The news came as an enormous shock to Hawking, but he was helped by an old friend, Jane Wilde, who went on to become his first wife, and after coming to terms with his condition, threw himself into his work.

Very quickly, he started to make his mark. At one Royal Society meeting, the still-unknown Hawking interrupted a lecture by the renowned astrophysicist Sir Fred Hoyle, then at the pinnacle of his career, to inform him that he had made a mistake. An irritated Sir Fred asked how Hawking presumed to know that his calculations were wrong. Hawking replied: "Because I've worked them out in my head."

Hawking became best known for his work on black holes, the mysterious infinitely dense regions of compressed matter where the normal laws of physics break down, which dominated the whole of his academic life. He predicted in the 1970s that black holes can emit energy, despite the classical view that nothing - not even light - can escape their gravity. The theory is that Hawking Radiation as it came to be known eventually causes black holes to "evaporate" and vanish.

Had the existence of Hawking Radiation been proved by astronomers or physicists, it would almost certainly have earned Professor Hawking a Nobel Prize. As it turned out, the greatest scientific accolade eluded him.

His theory did win him huge academic respect though – high regard matched and even exceeded by his status as an icon of popular culture. He arrived at the University of Cambridge in 1962 as a PhD student, and rose through the ranks to become the Lucasian Professor of Mathematics, a position once held by Sir Isaac Newton.
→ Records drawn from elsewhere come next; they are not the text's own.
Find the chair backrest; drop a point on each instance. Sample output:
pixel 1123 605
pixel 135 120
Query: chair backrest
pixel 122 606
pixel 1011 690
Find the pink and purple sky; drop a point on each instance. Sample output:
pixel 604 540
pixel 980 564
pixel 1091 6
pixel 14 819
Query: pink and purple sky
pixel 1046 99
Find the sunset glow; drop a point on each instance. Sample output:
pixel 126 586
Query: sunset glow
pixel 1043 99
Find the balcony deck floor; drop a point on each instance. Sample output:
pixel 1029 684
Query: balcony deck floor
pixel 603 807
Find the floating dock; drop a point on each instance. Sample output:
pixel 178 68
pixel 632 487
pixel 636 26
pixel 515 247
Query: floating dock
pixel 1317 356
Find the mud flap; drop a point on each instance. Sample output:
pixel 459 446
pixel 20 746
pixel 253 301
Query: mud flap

Other honours mounted up. He was elected a fellow of the Royal Society at the very young age of 32 and received its highest honour, the Copley medal, in 2006. He was made a CBE in 1982.

However, he was never stuffy and possessed an almost child-like sense of fun, which helped to endear him to the public. He booked a seat on Sir Richard Branson's Virgin Galactic sub-orbital space plane and rehearsed for the trip by floating inside a steep-diving Nasa aircraft - dubbed the "vomit comet" - used to simulate weightlessness.

On one wall of his office at Cambridge University was a clock depicting Homer Simpson, whose theory of a doughnut-shaped universe he threatened to steal in an episode of the cartoon show. He is said to have glared at the clock whenever a visitor was late.

Upheaval in his personal life also hit the headlines. In February 1990 he left Jane, his wife of 25 years, to set up home with one of his nurses, Elaine Mason. The couple married in September 1995 but divorced in 2006.

He ruffled a few feathers in the scientific establishment with statements about the existence of aliens and in 2015 he teamed up with Russian billionaire Yuri Milner who has launched a series of projects aimed at finding evidence of alien life. The Breakthrough Listen initiative aims to step up the Search for Extraterrestrial Intelligence (Seti) by listening out for alien signals with more sensitivity than ever before.

Professor Hawking, who also published The Illiustrated Brief History of Time in 1996 and The Universe in a Nutshell in 2001, is survived by his children Lucy, Robert and Tim.